The goals of the NR specification are very aggressive. Aggressive as in, they cover use cases including very low to very high data rates, low latency, massive machine-to-machine communication, high reliability, low power operation and the works.

“Think about those requirements a bit and you’ll see that they are full of contradictions and engineering tradeoffs. But engineers do what they do and the NR spec handles these conflicting requirements via a new highly scalable orthogonal frequency division multiplexing (OFDM) system. I won’t try to describe the complex system of variable subcarrier spacing, symbol length and timing but it is designed to be very flexible to cover all the desired use cases,” Girish Baliga said.

Moving to Radiated Testing

And, with signal loss being a problem, adding some additional antenna gain can certainly help. At these higher frequencies (shorter wavelengths), phased array antennas will be used to improve the gain and steer it to where we want it to go. To keep cost down and performance up, these compact phased-array antennas are being attached directly to the RF Integrated Circuit (RFIC). This tight integration into the system means the usual output connectors are not available for measurement use. And yes, all measurements will be made Over The Air (OTA). So, it’s time to throw your cables away.

Accurate connected measurements at FR2 can be a challenge, but decades of measurement science work has made them commonplace. Making accurate OTA measurements is a lot harder, introducing a much larger measurement uncertainty. Think many dB of uncertainty instead of <1 dB for connected measurements! In other words, OTA measurements are going to be less accurate than we have become used to – making everything more difficult.

Mobile wireless devices have always operated in three dimensions.  The world tends to be configured that way. When a 3G mobile phone changes location, the system just has to track signal strength and make a handover to the right base station at the right time. Now consider a 5G device working at FR2: the variables now include the base station antenna gain, pattern and direction; the behavior of the channel including fast fading and the mobile antenna gain, pattern and direction.

Let’s consider how the User Equipment (UE) makes and maintains a wireless connection. The UE and base station need to find each other by sweeping their antenna beams around in some organized fashion. Once they lock onto beam settings that work, they’ll need to keep updating the beam directions as the UE moves through the network or changes orientation. Especially at FR2 frequencies, shadowing and blocking can be severe. At some point, the UE will need to switch to another base station, causing the cycle to repeat. Beam management is the key, at the UE and at the base station.

The test challenge is made more difficult by this beamforming operation. How do we ensure that the UE can steer the beam appropriately so that the 5G devices will work? Do we need to test in all 3D directions? Or can we just rely on a few key samples to ensure proper operation?

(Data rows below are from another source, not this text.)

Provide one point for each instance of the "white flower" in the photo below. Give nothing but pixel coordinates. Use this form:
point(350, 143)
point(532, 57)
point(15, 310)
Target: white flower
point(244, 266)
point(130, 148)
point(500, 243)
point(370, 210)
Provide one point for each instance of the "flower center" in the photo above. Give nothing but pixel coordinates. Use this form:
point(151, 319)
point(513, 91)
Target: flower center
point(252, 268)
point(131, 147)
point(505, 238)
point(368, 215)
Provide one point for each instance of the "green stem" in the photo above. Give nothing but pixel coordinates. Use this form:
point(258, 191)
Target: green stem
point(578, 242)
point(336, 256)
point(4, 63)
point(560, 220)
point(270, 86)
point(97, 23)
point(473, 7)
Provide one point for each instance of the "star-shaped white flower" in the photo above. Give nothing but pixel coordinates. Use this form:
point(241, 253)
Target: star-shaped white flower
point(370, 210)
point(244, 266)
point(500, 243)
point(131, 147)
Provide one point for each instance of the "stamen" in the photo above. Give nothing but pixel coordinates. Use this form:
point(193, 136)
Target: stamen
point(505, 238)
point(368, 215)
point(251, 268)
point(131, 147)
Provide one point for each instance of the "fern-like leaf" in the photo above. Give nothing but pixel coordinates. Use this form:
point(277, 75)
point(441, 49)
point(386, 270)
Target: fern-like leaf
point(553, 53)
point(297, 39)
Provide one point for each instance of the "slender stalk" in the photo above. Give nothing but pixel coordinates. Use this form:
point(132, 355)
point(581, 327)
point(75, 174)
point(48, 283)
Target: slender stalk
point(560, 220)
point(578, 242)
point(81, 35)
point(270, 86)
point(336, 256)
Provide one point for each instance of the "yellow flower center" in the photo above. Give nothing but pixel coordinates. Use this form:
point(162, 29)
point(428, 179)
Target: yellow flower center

From how good is my signal to where is my signal

For FR1 the question being asked for the last 100 years was “How good is my signal?” But 5G NR at FR2 brings a new paradigm which is “Where is my signal?” since if it is pointing in the wrong direction its quality is no longer relevant.”

These design and test challenges are being worked on every day by Research engineers and other technical experts in the industry.  And, these are the among the key areas that need  breakthrough innovation for 5G to be successful. Industry is making progress in these areas but there’s still more work to be done.

Takeaways

To properly test 5G systems, it will be necessary to first pick appropriate channel conditions that adequately reflect the environment of choice. This must take into account fast-changing in-channel impairments, as well as numerous sources of blocking caused by the physical environment and dynamic factors such as vehicle and device movement and body/hand blocking.  Any realistic test system will have to emulate similar conditions, but do the existing test methods specified by 3GPP6 scale up to mmWave?   The answer is a YES as industry test are committed to getting customers on the fastest path to 5G.